Bramsche ist mit 550 Plätzen und ca. 80 vollen MitarbeiterInnenstellen das größte seiner Art. Es richtet sich jedoch im Gegensatz zur klassischen Ausreiseeinrichtung nicht an bereits in den Kommunen lebende Geduldete. In Bramsche werden alle neu ankommenden Asylsuchenden eingewiesen, deren Asylverfahren wahrscheinlich abgelehnt wird. Ein Blick auf die Statistik zeigt, dass das über 90% sind.

Das Lager Bramsche sollen die Menschen nur auf den drei beschriebenen Wegen wieder verlassen, also untertauchen, ausreisen oder abschieben. Die Einzelfälle werden hierbei gerne als Zeichen dafür verwendet, dass auch Asylanträge positiv entschieden werden. Dies sind jedoch höchsten 1-2 Menschen pro Jahr. Dies wird deutlich, wenn wir uns die Zahlen angucken, hier für das Jahr 2005. Die durchschnittliche Aufenthaltsdauer in Bramsche liegt bei unter einem Jahr, das Konzept des Unter-Druck-Setzens ist also erfolgreich. Ca. 35 % (169) sind Dauergäste.
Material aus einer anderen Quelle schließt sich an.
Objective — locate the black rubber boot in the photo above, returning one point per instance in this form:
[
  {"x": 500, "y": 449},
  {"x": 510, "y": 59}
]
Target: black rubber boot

MigrantInnen, die widerständig sind und nicht Kooperieren bei der eigenen Ausreise, die aber nicht abschiebbar sind. ßhnlich viele MigrantInnen ziehen ein Leben in der Illegalität vor, 34 % (166). Diese werden zynisch im Behördendeutsch als undokumentierte freiwillige Ausreise auf der positiven Seite des Konzeptes verbucht. Nur durch diese Zahlenfälschung werden diese Illegalisierungsmaschinen zum Erfolgskonzept. Kooperiert und dann ausgereist sind nämlich nur 20 % (95), weitere 11 % (53) sind aus Bramsche abgeschoben worden.

Das Konzept der freiwilligen Ausreise ist eine zynische Wortverdrehung, denn die Freiwilligkeit bezieht sich ausschließlich auf den fehlenden körperlichen Zwang. Mitgedacht ist immer der psychische Druck, der in Bramsche durch unterschiedliche Psychotechniken aufgebaut ist und der das Ziel hat, den Eingewiesenen die eigenen Perspektivlosigkeit vor Augen zu führen und sie zur Ausreise zu drängen. So wurde der Begriff zum Unwort des Jahres 2006: Zur Begründung der Entscheidung erklärte die Jury, dass die Freiwilligkeit einer solchen Ausreise von Asylbewerbern aus der Bundesrepublik in vielen Fällen bezweifelt werden könne. Damit stehe das Wort in einem schiefen Verhältnis zur Realität.